Les récits et impressions qui vont suivre concernent la période 1997/2000, durant laquelle j'ai été l'un des principaux compagnons de cordée de Jean-Minh. Cela ne représente donc qu'une petite période de sa carrière de grimpeur, principalement entre son retour d'Aix-en-Provence et son interruption momentanée. Il n'y a par ailleurs dans ces évocations aucune prétention, aucune exhaustivité, aucune objectivité.

Notre premier contact fut téléphonique ; au printemps 1997, Jean-Minh cherchait du monde pour grimper et il se trouve que j'étais à ce moment là disponible, comme les 3 ou 4 années qui ont suivies, par la grâce de mes études et du peu d'heures de présence requises à la fac à partir de ma licence en mathématiques. J'étais dans mes petits souliers car il était à ce moment une sorte de star, en tout cas dans notre microcosme des grimpeurs locaux, revenant auréolé de succès improbables pour la plupart d'entre nous. Mais la glace fut vite rompue, Jean-Minh étant d'un abord des plus simples. Et de toute façon, ce qui comptait à ce moment était mon niveau d'assurage : tout à fait honorable ! Première sortie dans la Pfalz donc, au Dürrenstein et à l'Asselstein, sur les traces de maître Wolfgang.
Rendez-vous fut donc pris, et, une des grandes constantes de la suite de nos aventures, tenu.
Car voilà une des premières et grandes qualités de l'intéressé : il fait ce qu'il dit !
Première anecdote : nous mangeâmes, comme il se doit,au Bärenbrunnerhof, et je fus alors fort surpris de la quantité de charcutaille qu'il s'enfila...Moi qui pensais que les grimpeurs étoiles mangeaient des miettes, j'en fus pour mes frais. Moultes barbecues plus tard, j'en suis au même point !

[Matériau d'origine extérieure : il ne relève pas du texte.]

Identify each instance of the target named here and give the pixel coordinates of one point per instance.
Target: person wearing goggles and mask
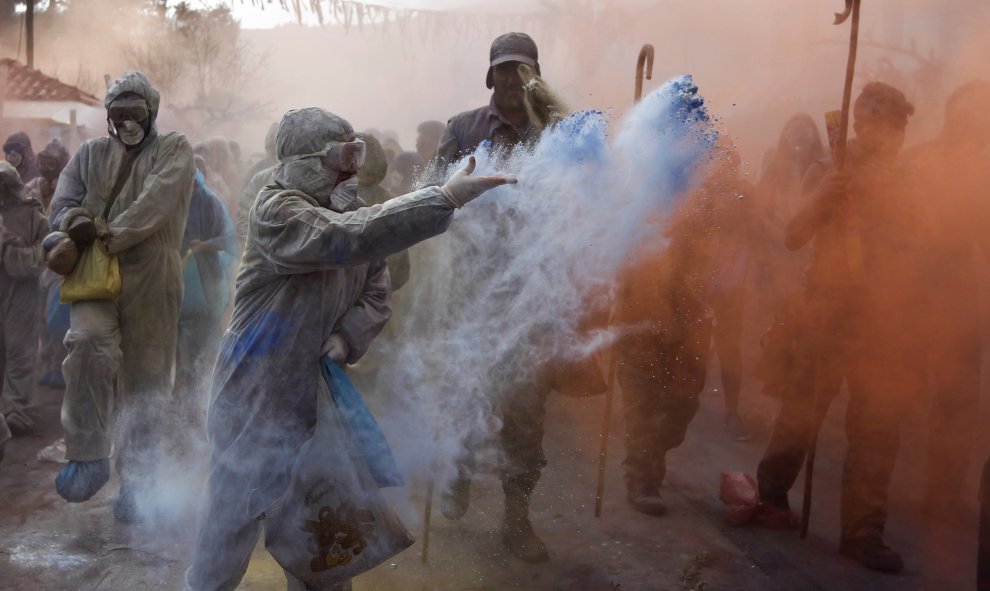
(132, 191)
(312, 282)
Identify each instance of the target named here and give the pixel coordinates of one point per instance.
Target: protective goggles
(342, 156)
(128, 110)
(47, 162)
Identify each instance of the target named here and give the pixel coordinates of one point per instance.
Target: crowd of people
(865, 272)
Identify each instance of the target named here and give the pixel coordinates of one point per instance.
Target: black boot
(125, 507)
(455, 501)
(517, 531)
(871, 552)
(645, 498)
(78, 481)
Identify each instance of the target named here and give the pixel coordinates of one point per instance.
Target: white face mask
(130, 132)
(14, 158)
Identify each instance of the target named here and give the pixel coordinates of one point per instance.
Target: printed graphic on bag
(339, 534)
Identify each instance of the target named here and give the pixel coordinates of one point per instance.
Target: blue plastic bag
(194, 302)
(368, 436)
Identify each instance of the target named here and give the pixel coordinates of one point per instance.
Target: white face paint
(14, 158)
(131, 133)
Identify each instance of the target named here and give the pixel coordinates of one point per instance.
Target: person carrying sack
(129, 193)
(312, 285)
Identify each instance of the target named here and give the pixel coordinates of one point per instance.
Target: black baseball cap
(512, 47)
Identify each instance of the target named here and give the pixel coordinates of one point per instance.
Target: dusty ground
(48, 544)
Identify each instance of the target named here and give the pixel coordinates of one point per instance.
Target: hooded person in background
(17, 150)
(141, 181)
(673, 307)
(312, 282)
(259, 176)
(955, 167)
(428, 138)
(780, 196)
(216, 153)
(370, 190)
(51, 160)
(22, 228)
(209, 257)
(861, 298)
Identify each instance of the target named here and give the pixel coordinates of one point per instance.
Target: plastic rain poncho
(130, 340)
(312, 266)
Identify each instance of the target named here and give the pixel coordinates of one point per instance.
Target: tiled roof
(27, 84)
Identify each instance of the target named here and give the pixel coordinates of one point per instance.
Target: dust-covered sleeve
(296, 235)
(169, 182)
(367, 317)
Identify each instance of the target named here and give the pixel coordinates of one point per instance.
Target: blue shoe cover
(79, 481)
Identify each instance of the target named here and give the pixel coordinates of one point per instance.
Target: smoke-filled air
(464, 295)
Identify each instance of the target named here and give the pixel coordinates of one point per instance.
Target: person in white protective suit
(147, 179)
(22, 228)
(312, 282)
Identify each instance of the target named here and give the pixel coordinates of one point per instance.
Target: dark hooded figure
(861, 298)
(51, 160)
(17, 150)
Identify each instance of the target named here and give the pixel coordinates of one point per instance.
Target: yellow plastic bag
(96, 276)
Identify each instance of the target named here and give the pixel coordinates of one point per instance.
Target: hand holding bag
(96, 276)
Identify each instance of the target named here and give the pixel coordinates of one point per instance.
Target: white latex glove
(337, 348)
(462, 188)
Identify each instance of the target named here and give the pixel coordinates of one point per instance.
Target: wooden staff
(644, 61)
(645, 58)
(852, 9)
(606, 426)
(427, 515)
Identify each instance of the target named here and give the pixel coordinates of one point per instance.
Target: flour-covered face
(130, 132)
(127, 119)
(15, 158)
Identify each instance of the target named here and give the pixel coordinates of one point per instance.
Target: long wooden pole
(29, 31)
(852, 9)
(606, 427)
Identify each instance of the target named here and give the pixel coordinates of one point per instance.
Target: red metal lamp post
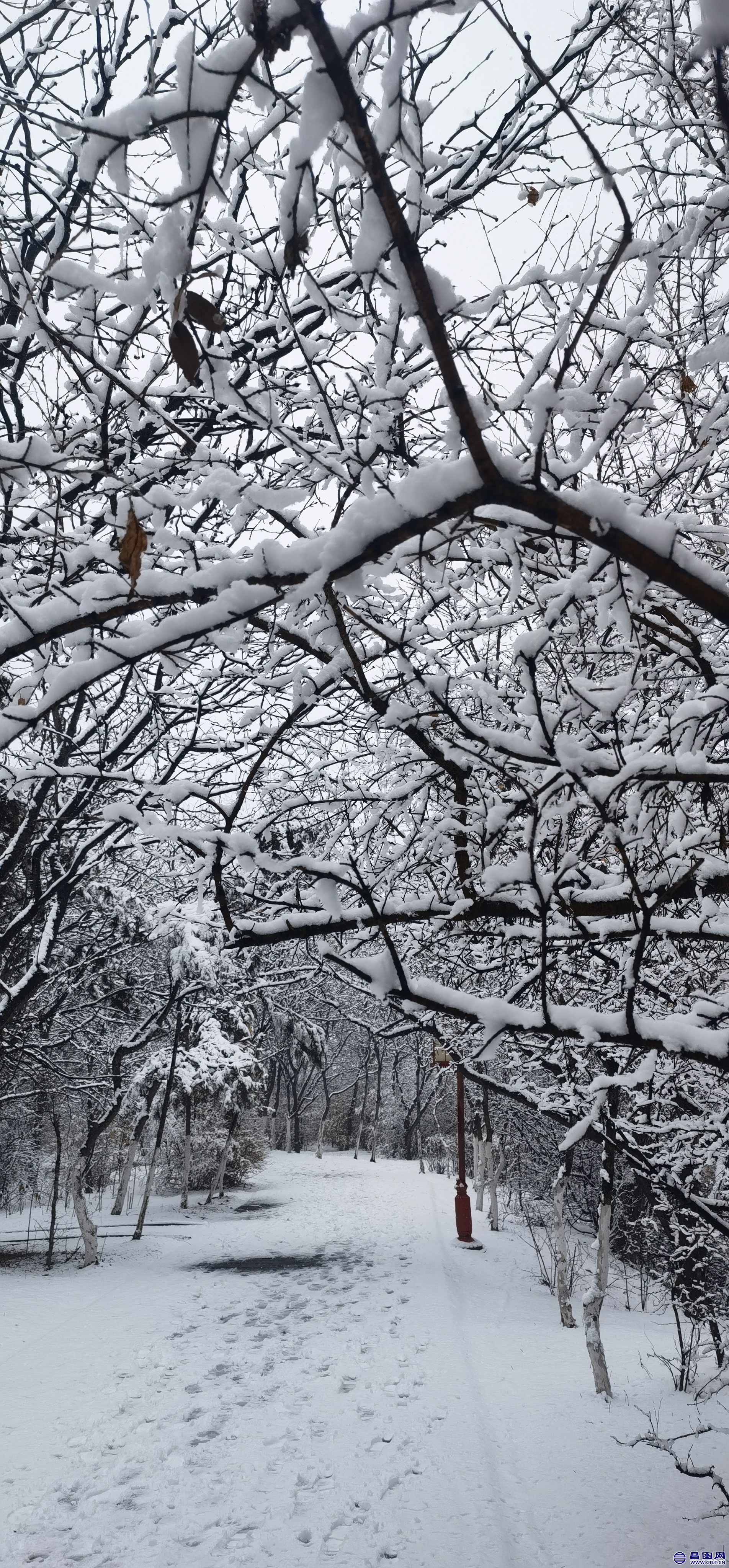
(463, 1202)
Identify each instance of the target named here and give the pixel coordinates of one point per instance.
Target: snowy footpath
(316, 1371)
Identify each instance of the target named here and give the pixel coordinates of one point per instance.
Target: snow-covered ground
(386, 1398)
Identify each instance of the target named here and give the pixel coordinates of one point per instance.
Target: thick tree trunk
(160, 1133)
(593, 1300)
(189, 1150)
(562, 1244)
(54, 1197)
(134, 1148)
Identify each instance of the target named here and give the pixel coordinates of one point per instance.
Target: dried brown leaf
(132, 546)
(204, 313)
(294, 250)
(184, 352)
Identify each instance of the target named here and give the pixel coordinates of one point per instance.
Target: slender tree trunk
(350, 1114)
(491, 1170)
(160, 1133)
(494, 1175)
(378, 1101)
(57, 1178)
(220, 1180)
(320, 1136)
(189, 1150)
(134, 1148)
(562, 1243)
(479, 1163)
(419, 1134)
(595, 1297)
(364, 1109)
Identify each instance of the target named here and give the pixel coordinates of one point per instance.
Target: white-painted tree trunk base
(562, 1250)
(126, 1177)
(85, 1222)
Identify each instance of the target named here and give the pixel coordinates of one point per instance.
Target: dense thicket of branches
(364, 465)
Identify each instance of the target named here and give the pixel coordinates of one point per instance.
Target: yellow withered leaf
(132, 546)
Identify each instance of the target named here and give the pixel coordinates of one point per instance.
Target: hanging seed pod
(132, 546)
(184, 352)
(204, 313)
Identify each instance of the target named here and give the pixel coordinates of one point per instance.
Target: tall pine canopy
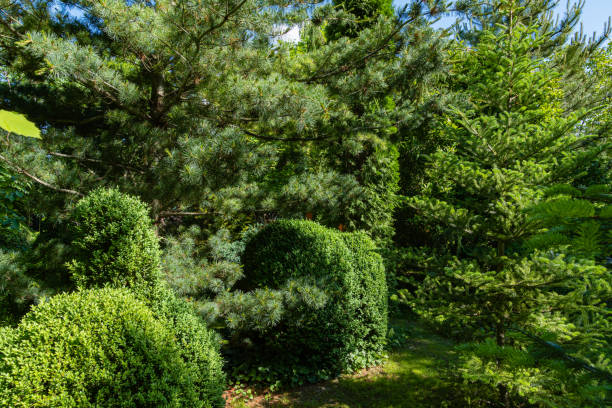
(202, 109)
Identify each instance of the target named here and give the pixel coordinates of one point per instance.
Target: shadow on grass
(415, 376)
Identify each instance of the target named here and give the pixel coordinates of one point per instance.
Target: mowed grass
(415, 375)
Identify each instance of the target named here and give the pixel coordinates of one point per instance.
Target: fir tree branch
(559, 350)
(20, 170)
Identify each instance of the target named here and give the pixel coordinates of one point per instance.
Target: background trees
(476, 158)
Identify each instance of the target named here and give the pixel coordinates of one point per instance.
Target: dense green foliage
(473, 161)
(116, 232)
(348, 330)
(101, 348)
(114, 241)
(529, 316)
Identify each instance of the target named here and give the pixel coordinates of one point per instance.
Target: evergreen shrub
(113, 241)
(116, 229)
(349, 331)
(94, 348)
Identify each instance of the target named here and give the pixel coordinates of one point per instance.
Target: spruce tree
(529, 317)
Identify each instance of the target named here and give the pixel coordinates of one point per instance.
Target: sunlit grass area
(416, 374)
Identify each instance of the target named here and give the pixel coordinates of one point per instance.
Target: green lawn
(415, 375)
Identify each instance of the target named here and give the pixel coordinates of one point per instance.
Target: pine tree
(528, 316)
(199, 110)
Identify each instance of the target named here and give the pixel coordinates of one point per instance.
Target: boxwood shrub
(349, 331)
(94, 348)
(113, 241)
(116, 231)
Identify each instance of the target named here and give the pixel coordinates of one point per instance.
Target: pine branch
(87, 159)
(20, 170)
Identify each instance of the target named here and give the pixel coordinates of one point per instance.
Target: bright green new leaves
(17, 123)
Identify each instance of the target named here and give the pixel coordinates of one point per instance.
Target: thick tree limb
(38, 180)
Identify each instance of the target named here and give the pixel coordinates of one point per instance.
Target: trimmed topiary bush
(372, 291)
(94, 348)
(349, 331)
(198, 346)
(114, 242)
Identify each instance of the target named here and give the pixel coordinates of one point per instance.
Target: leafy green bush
(94, 348)
(114, 241)
(310, 342)
(372, 290)
(198, 346)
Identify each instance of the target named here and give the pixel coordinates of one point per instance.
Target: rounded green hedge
(114, 241)
(349, 331)
(94, 348)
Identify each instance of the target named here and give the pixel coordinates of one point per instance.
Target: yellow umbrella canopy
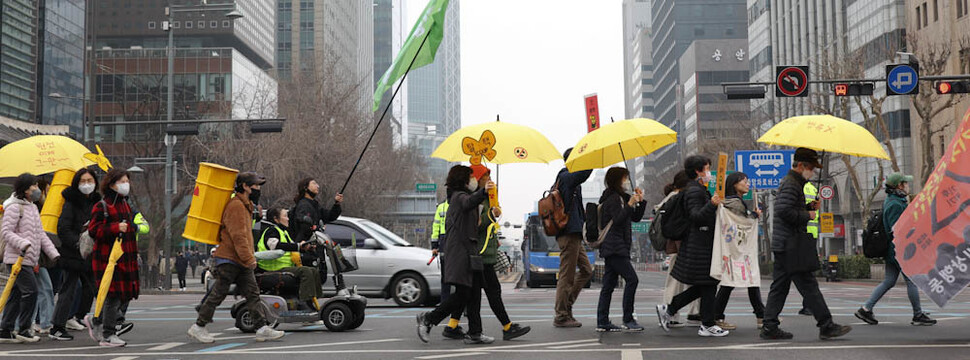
(42, 154)
(825, 133)
(497, 143)
(619, 141)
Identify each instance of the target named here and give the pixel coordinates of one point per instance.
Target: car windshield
(384, 233)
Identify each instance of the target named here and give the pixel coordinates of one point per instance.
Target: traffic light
(952, 87)
(853, 89)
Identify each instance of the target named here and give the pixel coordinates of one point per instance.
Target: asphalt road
(389, 333)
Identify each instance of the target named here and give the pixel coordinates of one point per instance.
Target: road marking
(451, 355)
(221, 347)
(631, 355)
(165, 346)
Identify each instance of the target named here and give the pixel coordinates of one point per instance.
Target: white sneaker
(713, 331)
(73, 324)
(113, 341)
(266, 333)
(201, 334)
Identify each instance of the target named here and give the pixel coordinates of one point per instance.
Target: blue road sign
(902, 79)
(765, 169)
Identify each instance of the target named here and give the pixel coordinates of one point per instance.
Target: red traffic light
(952, 87)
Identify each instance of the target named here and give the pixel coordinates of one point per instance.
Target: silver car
(388, 266)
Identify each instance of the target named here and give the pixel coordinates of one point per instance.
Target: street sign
(902, 79)
(765, 169)
(791, 81)
(827, 224)
(826, 192)
(426, 187)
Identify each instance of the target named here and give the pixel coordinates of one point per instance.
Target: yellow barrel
(55, 201)
(213, 188)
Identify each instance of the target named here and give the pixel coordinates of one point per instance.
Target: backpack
(676, 222)
(552, 211)
(657, 239)
(875, 238)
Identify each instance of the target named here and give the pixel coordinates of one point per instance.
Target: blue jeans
(617, 266)
(45, 299)
(892, 274)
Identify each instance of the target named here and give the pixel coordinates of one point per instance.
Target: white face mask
(86, 189)
(123, 189)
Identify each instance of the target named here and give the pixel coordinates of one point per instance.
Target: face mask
(36, 195)
(86, 189)
(123, 189)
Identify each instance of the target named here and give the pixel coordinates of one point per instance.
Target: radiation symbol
(521, 153)
(479, 148)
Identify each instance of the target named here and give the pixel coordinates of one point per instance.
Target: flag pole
(386, 108)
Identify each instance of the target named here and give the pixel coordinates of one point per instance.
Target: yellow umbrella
(109, 272)
(825, 133)
(619, 141)
(42, 154)
(14, 271)
(497, 143)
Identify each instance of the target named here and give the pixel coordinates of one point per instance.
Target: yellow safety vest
(276, 264)
(811, 193)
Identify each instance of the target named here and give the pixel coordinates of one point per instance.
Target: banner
(933, 235)
(592, 112)
(735, 256)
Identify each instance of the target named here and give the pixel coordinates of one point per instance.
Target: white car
(388, 266)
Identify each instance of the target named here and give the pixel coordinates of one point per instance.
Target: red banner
(592, 113)
(933, 235)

Ce qui m'a immédiatement frappé était la passion qui l'habitait pour la grimpe. Un trajet en voiture n'était jamais ennuyeux, car la conversation pouvait durer des heures autour de l'escalade. Ses connaissances, contrairement à une partie des miennes, n'étant pas encyclopédiques, mais pratiques. Il fallait juste s'adapter à ses goûts musicaux du moment, il était assez monomaniaque en la matière à cette époque. Ramstein en boucle jusqu'à Rodellar, ça fait long… Mais à son crédit, il écoutait Brassens sans rechigner dès que c'était moi qui roulais.

Premiers voyages marquant : la Tchéquie (avril puis septembre 97)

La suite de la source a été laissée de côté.